A barrage of new tenancy laws have come into effect in Tasmania, with the potential for more to be instated down the track.
The changes are set to introduce the country's first minimum standards for rentals, and other state and territory tenants’ unions are pushing for similar standards to be implemented elsewhere.
According to the Tenants’ Union of Tasmania, arguably of greatest benefit to tenants is the 42-day (six-week) notice period for an eviction at the end of a fixed-term lease, up from a minimum of 14 days.
“This change was sought by the Tenants’ Union to reduce the likelihood of homelessness resulting from forced evictions at the end of a lease,” it said.
For all leases after 1 October 2014, tenancies must be advertised at a fixed price and the landlord/property manager must not invite a tenant to bid higher than the advertised fixed price.
Tap washers and inaccessible light globes will be deemed to be urgent repair and therefore a landlord/agent responsibility.

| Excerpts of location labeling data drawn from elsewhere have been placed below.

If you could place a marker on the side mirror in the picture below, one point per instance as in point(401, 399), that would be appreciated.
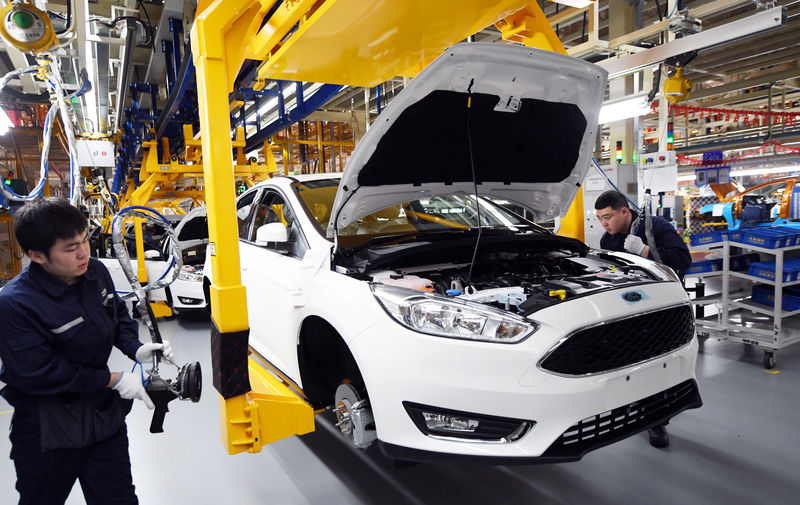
point(272, 232)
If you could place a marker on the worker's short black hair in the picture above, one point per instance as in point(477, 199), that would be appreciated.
point(41, 222)
point(611, 198)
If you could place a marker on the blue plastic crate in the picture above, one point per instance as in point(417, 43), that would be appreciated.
point(699, 267)
point(768, 238)
point(792, 234)
point(766, 295)
point(743, 261)
point(711, 237)
point(766, 270)
point(736, 235)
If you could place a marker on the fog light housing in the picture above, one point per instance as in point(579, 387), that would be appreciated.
point(441, 423)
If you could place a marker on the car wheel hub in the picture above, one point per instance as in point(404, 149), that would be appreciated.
point(354, 417)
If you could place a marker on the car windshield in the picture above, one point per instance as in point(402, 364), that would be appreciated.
point(457, 211)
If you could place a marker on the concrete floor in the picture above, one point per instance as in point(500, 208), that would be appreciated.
point(741, 447)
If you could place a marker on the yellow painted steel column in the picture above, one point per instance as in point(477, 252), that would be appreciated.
point(227, 295)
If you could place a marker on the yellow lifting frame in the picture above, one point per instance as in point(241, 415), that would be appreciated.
point(224, 34)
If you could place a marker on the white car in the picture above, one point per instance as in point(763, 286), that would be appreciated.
point(367, 291)
point(186, 292)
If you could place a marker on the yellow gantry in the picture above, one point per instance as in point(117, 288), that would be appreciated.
point(353, 42)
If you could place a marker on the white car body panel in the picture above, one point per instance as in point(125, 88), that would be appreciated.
point(399, 364)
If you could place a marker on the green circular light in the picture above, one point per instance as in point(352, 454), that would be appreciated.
point(23, 19)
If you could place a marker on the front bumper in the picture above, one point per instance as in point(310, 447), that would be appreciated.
point(399, 365)
point(587, 435)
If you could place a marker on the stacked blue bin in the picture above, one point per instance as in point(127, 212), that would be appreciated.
point(766, 295)
point(766, 269)
point(772, 237)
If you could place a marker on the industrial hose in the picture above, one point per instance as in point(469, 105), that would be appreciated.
point(173, 267)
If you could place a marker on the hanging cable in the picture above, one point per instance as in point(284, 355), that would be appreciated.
point(68, 25)
point(634, 206)
point(6, 191)
point(474, 180)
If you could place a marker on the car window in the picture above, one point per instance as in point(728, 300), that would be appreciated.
point(243, 210)
point(457, 211)
point(317, 198)
point(195, 228)
point(272, 208)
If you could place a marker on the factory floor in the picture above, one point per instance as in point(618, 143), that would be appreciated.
point(741, 447)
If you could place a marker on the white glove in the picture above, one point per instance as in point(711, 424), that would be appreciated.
point(634, 245)
point(145, 353)
point(130, 387)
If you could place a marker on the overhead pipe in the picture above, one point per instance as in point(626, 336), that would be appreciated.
point(303, 109)
point(130, 43)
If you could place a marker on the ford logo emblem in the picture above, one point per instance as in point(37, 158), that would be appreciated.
point(632, 296)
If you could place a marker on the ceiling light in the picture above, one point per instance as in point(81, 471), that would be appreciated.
point(625, 108)
point(579, 4)
point(5, 123)
point(766, 171)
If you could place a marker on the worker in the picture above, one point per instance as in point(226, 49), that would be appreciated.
point(60, 318)
point(616, 217)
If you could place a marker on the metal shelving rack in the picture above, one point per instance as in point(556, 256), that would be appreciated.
point(743, 320)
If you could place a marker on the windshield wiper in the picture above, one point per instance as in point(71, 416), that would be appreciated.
point(416, 235)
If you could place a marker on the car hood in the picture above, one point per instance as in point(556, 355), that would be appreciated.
point(196, 213)
point(522, 120)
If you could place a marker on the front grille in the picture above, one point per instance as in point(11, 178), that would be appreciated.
point(622, 422)
point(622, 343)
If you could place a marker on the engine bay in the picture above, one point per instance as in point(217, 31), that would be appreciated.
point(521, 281)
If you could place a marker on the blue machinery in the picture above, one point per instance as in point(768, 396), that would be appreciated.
point(142, 123)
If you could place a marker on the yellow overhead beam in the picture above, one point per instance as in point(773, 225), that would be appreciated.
point(364, 43)
point(353, 42)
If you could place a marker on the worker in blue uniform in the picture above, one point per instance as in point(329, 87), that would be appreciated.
point(60, 318)
point(616, 217)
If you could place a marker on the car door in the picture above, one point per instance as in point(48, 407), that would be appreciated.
point(268, 274)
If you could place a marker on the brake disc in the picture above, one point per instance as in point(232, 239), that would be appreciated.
point(354, 417)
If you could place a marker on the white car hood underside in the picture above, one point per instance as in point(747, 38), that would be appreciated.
point(532, 119)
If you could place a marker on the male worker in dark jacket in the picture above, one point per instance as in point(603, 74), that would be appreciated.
point(616, 217)
point(61, 317)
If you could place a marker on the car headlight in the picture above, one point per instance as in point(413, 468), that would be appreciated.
point(453, 318)
point(666, 273)
point(191, 274)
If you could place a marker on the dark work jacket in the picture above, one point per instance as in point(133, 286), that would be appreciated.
point(671, 246)
point(55, 338)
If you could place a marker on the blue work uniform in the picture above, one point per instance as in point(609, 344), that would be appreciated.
point(671, 247)
point(55, 341)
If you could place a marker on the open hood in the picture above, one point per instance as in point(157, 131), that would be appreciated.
point(523, 120)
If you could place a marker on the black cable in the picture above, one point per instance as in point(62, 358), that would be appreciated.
point(658, 9)
point(656, 83)
point(113, 23)
point(474, 180)
point(69, 19)
point(150, 23)
point(583, 28)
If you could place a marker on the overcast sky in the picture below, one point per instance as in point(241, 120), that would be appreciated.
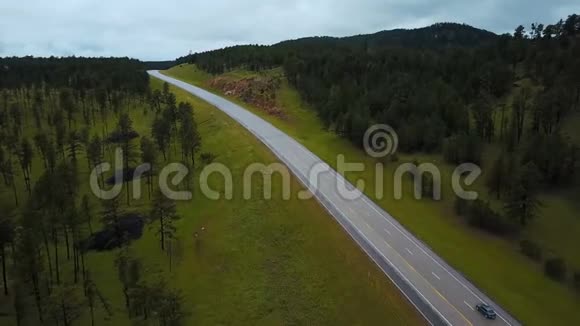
point(163, 30)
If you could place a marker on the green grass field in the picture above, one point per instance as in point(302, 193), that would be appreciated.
point(492, 263)
point(258, 262)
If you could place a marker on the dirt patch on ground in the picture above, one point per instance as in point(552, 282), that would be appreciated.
point(257, 91)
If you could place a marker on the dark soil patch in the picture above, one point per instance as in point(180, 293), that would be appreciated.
point(121, 176)
point(130, 228)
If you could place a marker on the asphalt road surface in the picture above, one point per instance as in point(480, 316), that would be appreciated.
point(439, 292)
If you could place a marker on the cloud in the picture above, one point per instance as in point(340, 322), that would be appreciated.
point(161, 30)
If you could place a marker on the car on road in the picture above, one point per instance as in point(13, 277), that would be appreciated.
point(486, 310)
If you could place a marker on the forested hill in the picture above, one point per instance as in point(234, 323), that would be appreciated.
point(439, 35)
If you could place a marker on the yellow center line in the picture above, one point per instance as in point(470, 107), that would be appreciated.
point(432, 287)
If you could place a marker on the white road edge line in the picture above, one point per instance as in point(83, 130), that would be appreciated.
point(428, 255)
point(467, 304)
point(393, 265)
point(387, 274)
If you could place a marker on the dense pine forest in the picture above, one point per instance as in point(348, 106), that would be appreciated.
point(454, 90)
point(59, 119)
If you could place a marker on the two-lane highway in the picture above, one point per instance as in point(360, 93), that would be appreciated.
point(439, 292)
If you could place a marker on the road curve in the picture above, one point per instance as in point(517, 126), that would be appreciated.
point(440, 293)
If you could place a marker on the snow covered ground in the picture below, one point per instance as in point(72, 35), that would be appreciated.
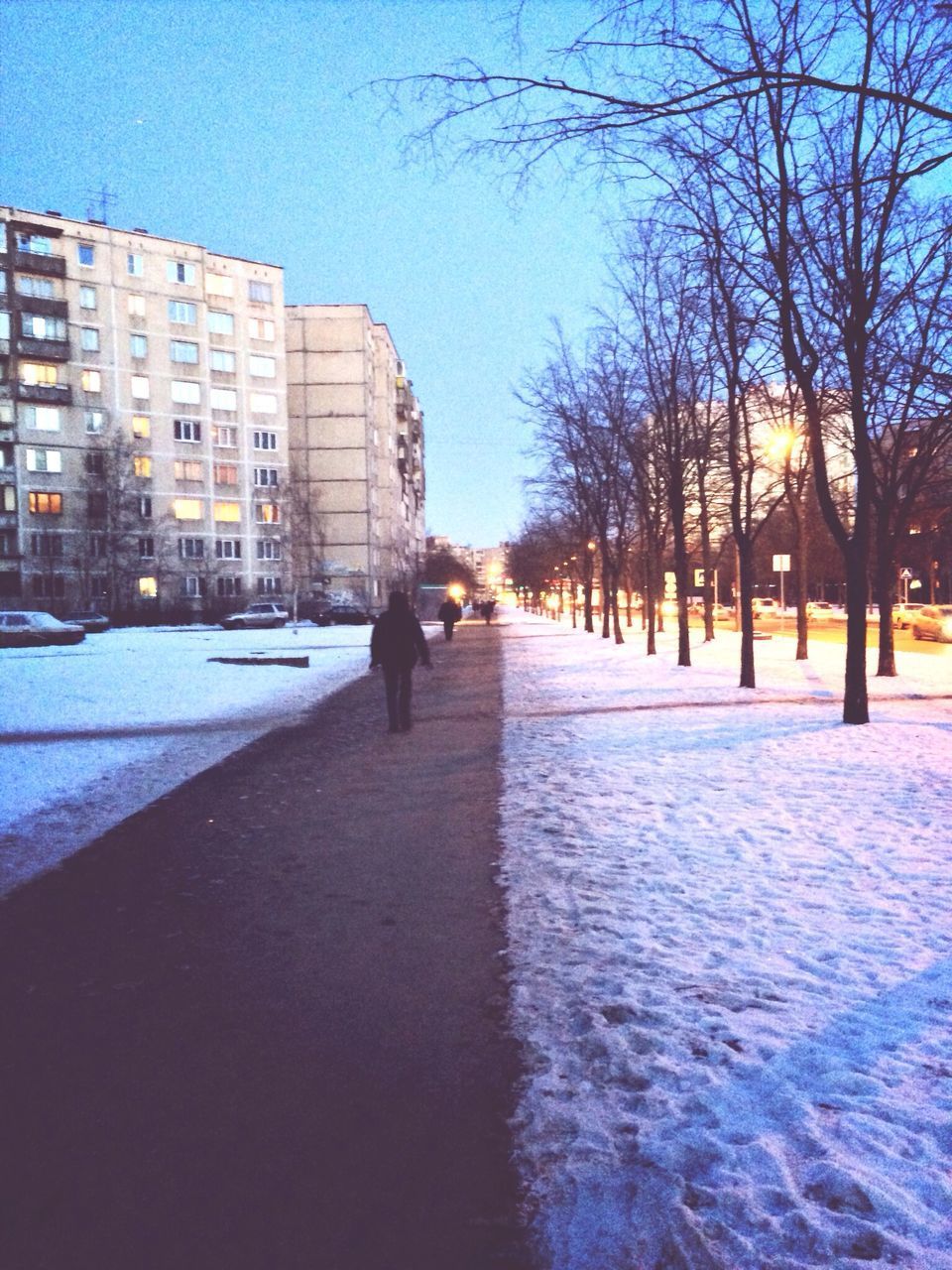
point(731, 942)
point(93, 733)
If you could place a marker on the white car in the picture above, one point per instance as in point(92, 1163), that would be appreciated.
point(257, 616)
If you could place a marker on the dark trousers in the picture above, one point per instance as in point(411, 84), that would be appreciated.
point(399, 683)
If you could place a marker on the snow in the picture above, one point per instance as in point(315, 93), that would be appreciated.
point(91, 733)
point(731, 953)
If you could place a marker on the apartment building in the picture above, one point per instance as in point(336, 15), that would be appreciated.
point(144, 443)
point(356, 444)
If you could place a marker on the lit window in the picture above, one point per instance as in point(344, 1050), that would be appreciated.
point(45, 503)
point(179, 271)
point(261, 327)
point(220, 322)
point(44, 461)
point(262, 367)
point(186, 508)
point(217, 285)
point(182, 350)
point(181, 313)
point(185, 391)
point(221, 359)
point(223, 399)
point(186, 430)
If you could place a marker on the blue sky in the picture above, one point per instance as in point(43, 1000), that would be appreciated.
point(244, 127)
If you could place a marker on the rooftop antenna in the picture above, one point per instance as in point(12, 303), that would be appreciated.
point(102, 200)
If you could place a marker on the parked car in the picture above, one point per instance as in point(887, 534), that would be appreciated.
point(344, 615)
point(28, 629)
point(902, 615)
point(933, 621)
point(89, 620)
point(257, 616)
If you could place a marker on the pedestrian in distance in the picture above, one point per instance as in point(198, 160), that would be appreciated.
point(398, 644)
point(449, 613)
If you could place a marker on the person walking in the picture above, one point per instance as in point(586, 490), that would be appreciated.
point(397, 644)
point(449, 613)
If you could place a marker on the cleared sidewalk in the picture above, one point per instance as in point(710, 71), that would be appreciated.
point(263, 1023)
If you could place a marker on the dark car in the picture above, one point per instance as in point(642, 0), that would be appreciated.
point(89, 620)
point(30, 629)
point(344, 615)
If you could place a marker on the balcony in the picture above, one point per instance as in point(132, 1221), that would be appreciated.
point(50, 394)
point(44, 349)
point(35, 262)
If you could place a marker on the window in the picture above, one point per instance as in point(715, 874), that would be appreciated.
point(182, 350)
point(180, 271)
point(42, 289)
point(186, 430)
point(45, 503)
point(37, 372)
point(262, 367)
point(44, 418)
point(261, 327)
point(185, 391)
point(220, 322)
point(186, 508)
point(221, 359)
point(39, 326)
point(181, 313)
point(225, 436)
point(223, 399)
point(44, 460)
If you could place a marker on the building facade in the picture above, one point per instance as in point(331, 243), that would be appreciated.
point(143, 421)
point(356, 437)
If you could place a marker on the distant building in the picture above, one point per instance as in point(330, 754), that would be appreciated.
point(356, 452)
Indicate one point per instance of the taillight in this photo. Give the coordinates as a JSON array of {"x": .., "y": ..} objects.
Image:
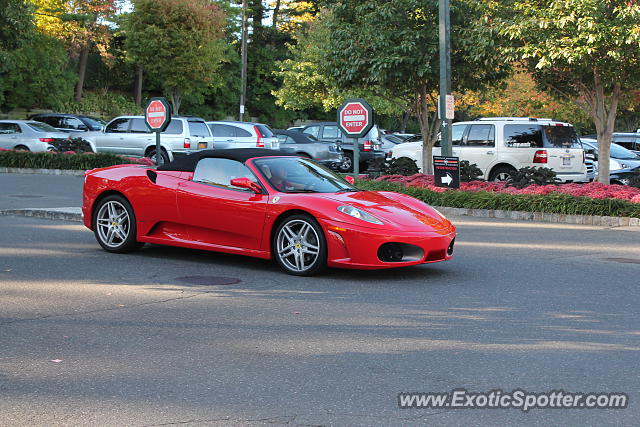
[
  {"x": 259, "y": 142},
  {"x": 540, "y": 156}
]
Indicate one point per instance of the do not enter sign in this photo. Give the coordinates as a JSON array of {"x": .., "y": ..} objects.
[
  {"x": 157, "y": 114},
  {"x": 355, "y": 117}
]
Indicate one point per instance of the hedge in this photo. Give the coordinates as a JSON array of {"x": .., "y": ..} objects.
[
  {"x": 550, "y": 203},
  {"x": 47, "y": 160}
]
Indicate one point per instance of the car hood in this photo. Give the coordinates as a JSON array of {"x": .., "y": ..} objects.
[{"x": 396, "y": 210}]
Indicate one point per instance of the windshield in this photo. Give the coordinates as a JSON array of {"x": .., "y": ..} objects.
[
  {"x": 42, "y": 127},
  {"x": 94, "y": 124},
  {"x": 297, "y": 175}
]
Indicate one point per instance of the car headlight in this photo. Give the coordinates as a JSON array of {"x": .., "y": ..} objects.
[{"x": 360, "y": 214}]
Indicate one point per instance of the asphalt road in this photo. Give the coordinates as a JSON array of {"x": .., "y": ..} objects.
[{"x": 153, "y": 338}]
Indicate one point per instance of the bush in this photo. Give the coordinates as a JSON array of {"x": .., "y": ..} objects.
[
  {"x": 551, "y": 203},
  {"x": 469, "y": 172},
  {"x": 402, "y": 166},
  {"x": 77, "y": 145},
  {"x": 531, "y": 175},
  {"x": 26, "y": 159}
]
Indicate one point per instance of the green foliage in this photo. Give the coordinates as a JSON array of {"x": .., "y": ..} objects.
[
  {"x": 179, "y": 43},
  {"x": 469, "y": 172},
  {"x": 103, "y": 103},
  {"x": 77, "y": 145},
  {"x": 35, "y": 75},
  {"x": 551, "y": 203},
  {"x": 25, "y": 159},
  {"x": 524, "y": 177}
]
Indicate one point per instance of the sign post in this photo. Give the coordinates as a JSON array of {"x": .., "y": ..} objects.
[
  {"x": 355, "y": 119},
  {"x": 446, "y": 171},
  {"x": 157, "y": 116}
]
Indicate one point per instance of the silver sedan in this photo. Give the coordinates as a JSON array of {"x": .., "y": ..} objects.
[{"x": 28, "y": 135}]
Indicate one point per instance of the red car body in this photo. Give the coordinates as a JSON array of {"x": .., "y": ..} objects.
[{"x": 171, "y": 209}]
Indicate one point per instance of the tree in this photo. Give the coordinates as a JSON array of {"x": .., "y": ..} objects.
[
  {"x": 178, "y": 42},
  {"x": 81, "y": 24},
  {"x": 32, "y": 65},
  {"x": 584, "y": 50},
  {"x": 392, "y": 46}
]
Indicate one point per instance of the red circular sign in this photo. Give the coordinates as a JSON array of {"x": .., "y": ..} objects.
[
  {"x": 354, "y": 117},
  {"x": 156, "y": 114}
]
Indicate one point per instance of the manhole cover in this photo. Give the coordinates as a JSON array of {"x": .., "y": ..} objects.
[
  {"x": 624, "y": 260},
  {"x": 208, "y": 280}
]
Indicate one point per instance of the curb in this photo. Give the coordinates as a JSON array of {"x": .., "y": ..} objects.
[
  {"x": 71, "y": 172},
  {"x": 74, "y": 214},
  {"x": 604, "y": 221},
  {"x": 62, "y": 214}
]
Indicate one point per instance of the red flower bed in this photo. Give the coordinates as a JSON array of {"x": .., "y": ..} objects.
[{"x": 594, "y": 190}]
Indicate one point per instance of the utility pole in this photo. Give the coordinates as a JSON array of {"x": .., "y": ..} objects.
[
  {"x": 445, "y": 77},
  {"x": 243, "y": 72}
]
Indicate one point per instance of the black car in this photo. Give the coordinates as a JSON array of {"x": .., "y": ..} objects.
[
  {"x": 369, "y": 145},
  {"x": 305, "y": 145},
  {"x": 70, "y": 123}
]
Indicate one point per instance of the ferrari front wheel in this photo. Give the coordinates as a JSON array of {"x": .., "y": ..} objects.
[
  {"x": 299, "y": 246},
  {"x": 114, "y": 224}
]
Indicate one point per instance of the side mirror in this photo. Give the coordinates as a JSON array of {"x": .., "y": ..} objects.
[{"x": 246, "y": 183}]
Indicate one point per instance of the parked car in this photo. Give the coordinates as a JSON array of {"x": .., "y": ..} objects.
[
  {"x": 304, "y": 145},
  {"x": 71, "y": 123},
  {"x": 229, "y": 134},
  {"x": 619, "y": 157},
  {"x": 369, "y": 145},
  {"x": 628, "y": 140},
  {"x": 501, "y": 145},
  {"x": 29, "y": 135},
  {"x": 130, "y": 136},
  {"x": 263, "y": 204}
]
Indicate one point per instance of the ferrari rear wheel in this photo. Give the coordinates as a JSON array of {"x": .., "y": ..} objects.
[
  {"x": 299, "y": 246},
  {"x": 114, "y": 225}
]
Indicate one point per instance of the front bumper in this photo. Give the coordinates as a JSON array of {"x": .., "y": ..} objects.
[{"x": 358, "y": 247}]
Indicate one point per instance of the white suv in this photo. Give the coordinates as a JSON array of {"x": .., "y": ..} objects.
[
  {"x": 501, "y": 145},
  {"x": 230, "y": 134},
  {"x": 130, "y": 136}
]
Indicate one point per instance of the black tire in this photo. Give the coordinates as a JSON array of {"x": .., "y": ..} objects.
[
  {"x": 152, "y": 155},
  {"x": 502, "y": 173},
  {"x": 294, "y": 236},
  {"x": 347, "y": 163},
  {"x": 114, "y": 225}
]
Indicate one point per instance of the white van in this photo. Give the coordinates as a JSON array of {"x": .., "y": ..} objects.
[{"x": 501, "y": 145}]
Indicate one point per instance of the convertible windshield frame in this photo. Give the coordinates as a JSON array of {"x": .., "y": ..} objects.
[{"x": 300, "y": 175}]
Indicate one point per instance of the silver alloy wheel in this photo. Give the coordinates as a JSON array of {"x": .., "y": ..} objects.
[
  {"x": 113, "y": 224},
  {"x": 298, "y": 245}
]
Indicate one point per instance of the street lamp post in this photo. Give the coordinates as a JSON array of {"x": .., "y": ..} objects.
[
  {"x": 445, "y": 76},
  {"x": 243, "y": 71}
]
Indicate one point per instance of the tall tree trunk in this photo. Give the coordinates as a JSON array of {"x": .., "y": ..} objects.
[
  {"x": 604, "y": 117},
  {"x": 422, "y": 112},
  {"x": 82, "y": 69},
  {"x": 276, "y": 13},
  {"x": 138, "y": 85},
  {"x": 176, "y": 99}
]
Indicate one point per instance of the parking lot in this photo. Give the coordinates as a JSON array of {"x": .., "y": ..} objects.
[{"x": 176, "y": 336}]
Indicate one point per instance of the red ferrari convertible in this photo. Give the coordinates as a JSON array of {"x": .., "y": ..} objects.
[{"x": 264, "y": 204}]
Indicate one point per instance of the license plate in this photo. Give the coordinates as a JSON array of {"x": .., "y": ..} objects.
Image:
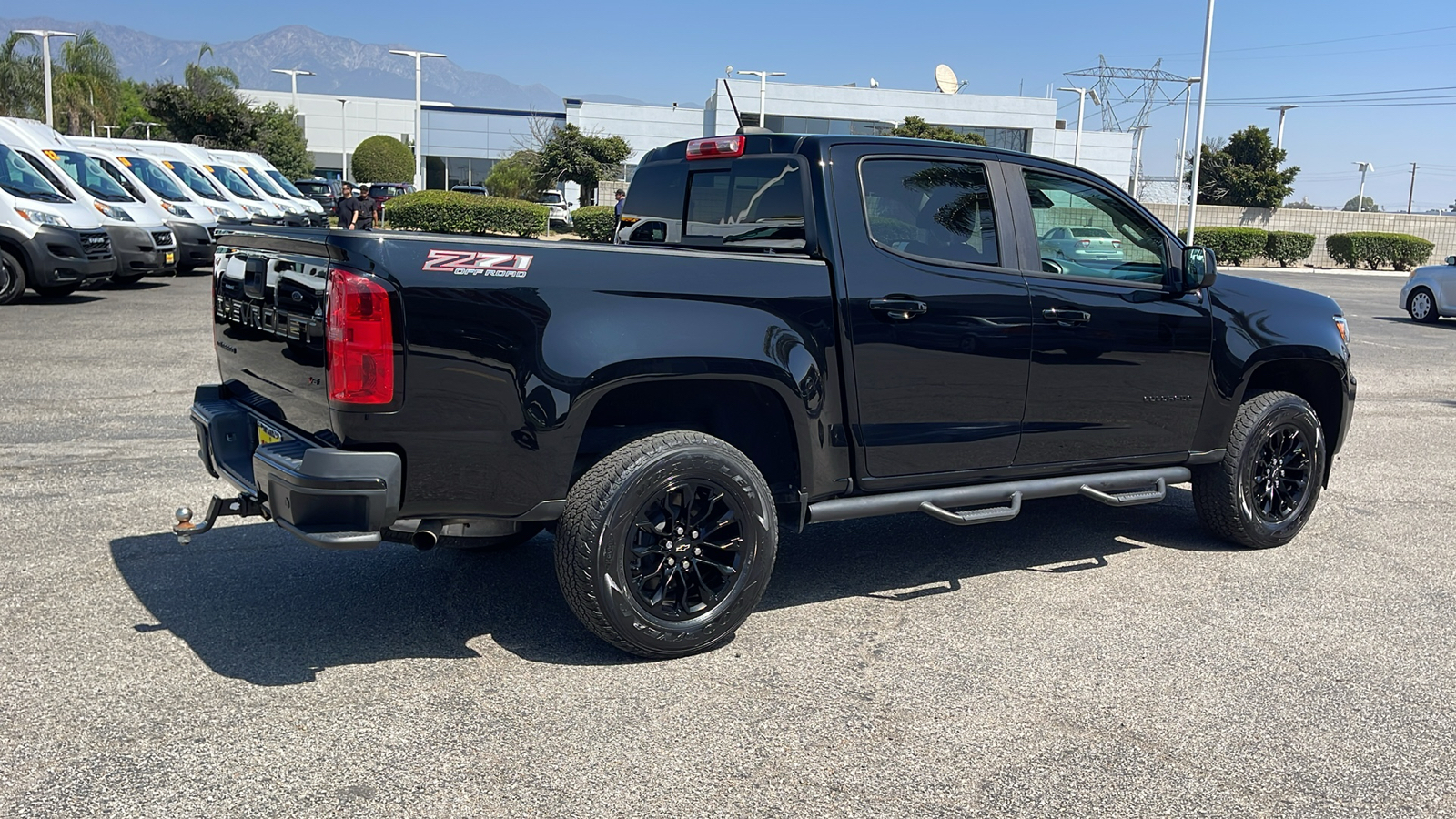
[{"x": 268, "y": 435}]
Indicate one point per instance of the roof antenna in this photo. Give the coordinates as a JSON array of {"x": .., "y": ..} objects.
[{"x": 732, "y": 101}]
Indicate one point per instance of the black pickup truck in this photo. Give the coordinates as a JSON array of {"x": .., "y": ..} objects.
[{"x": 791, "y": 329}]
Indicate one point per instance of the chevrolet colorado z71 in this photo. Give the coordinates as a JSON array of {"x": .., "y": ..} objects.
[{"x": 793, "y": 329}]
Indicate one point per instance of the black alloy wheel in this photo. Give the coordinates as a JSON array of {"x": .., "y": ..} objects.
[
  {"x": 686, "y": 554},
  {"x": 1280, "y": 475},
  {"x": 1264, "y": 490},
  {"x": 667, "y": 544}
]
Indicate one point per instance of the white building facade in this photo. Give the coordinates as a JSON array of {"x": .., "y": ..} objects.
[{"x": 460, "y": 145}]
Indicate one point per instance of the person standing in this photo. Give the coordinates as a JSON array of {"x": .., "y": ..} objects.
[
  {"x": 361, "y": 210},
  {"x": 341, "y": 206}
]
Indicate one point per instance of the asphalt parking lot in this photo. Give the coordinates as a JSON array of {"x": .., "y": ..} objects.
[{"x": 1081, "y": 661}]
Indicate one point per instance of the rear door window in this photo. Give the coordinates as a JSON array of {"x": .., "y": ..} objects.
[
  {"x": 753, "y": 203},
  {"x": 931, "y": 208}
]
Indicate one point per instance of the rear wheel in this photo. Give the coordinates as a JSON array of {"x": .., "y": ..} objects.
[
  {"x": 1266, "y": 489},
  {"x": 1423, "y": 307},
  {"x": 12, "y": 278},
  {"x": 667, "y": 544}
]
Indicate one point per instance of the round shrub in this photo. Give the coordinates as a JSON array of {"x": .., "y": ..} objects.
[
  {"x": 1232, "y": 245},
  {"x": 449, "y": 212},
  {"x": 596, "y": 223},
  {"x": 1289, "y": 248},
  {"x": 383, "y": 159}
]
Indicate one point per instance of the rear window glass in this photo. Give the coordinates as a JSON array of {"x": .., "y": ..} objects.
[{"x": 756, "y": 203}]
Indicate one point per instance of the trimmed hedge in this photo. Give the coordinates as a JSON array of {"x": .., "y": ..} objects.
[
  {"x": 1232, "y": 245},
  {"x": 450, "y": 212},
  {"x": 594, "y": 223},
  {"x": 1288, "y": 248},
  {"x": 1401, "y": 251}
]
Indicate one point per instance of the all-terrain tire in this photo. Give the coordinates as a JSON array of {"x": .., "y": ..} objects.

In addition, cooking stoves with fewer than half the elements working are deemed to be an urgent repair, while cooking stoves with at least half the elements working are deemed a general repair but with 14 days to repair, rather than the usual 28 days for general repairs.
If there is a Family Violence Order (FVO) in place to protect the tenant, the tenant may change the locks and security devices without the consent of the landlord/property manager.
A lease is immediately terminated if premises are deemed unfit to live in under the Public Health Act or if there is no surviving tenant in relation to the premises.
For all new leases after 1 October 2014 and for all leases after 1 October 2015, only deposit-taking institutions (i.e. banks, credit unions) can charge fees for paying the rent.
Other services that landlords/agents use to collect rent must not charge fees to the tenant.
There also must be 12 months between rent increases and at least 60 days’ notice, whereas previously it could be increased every six months.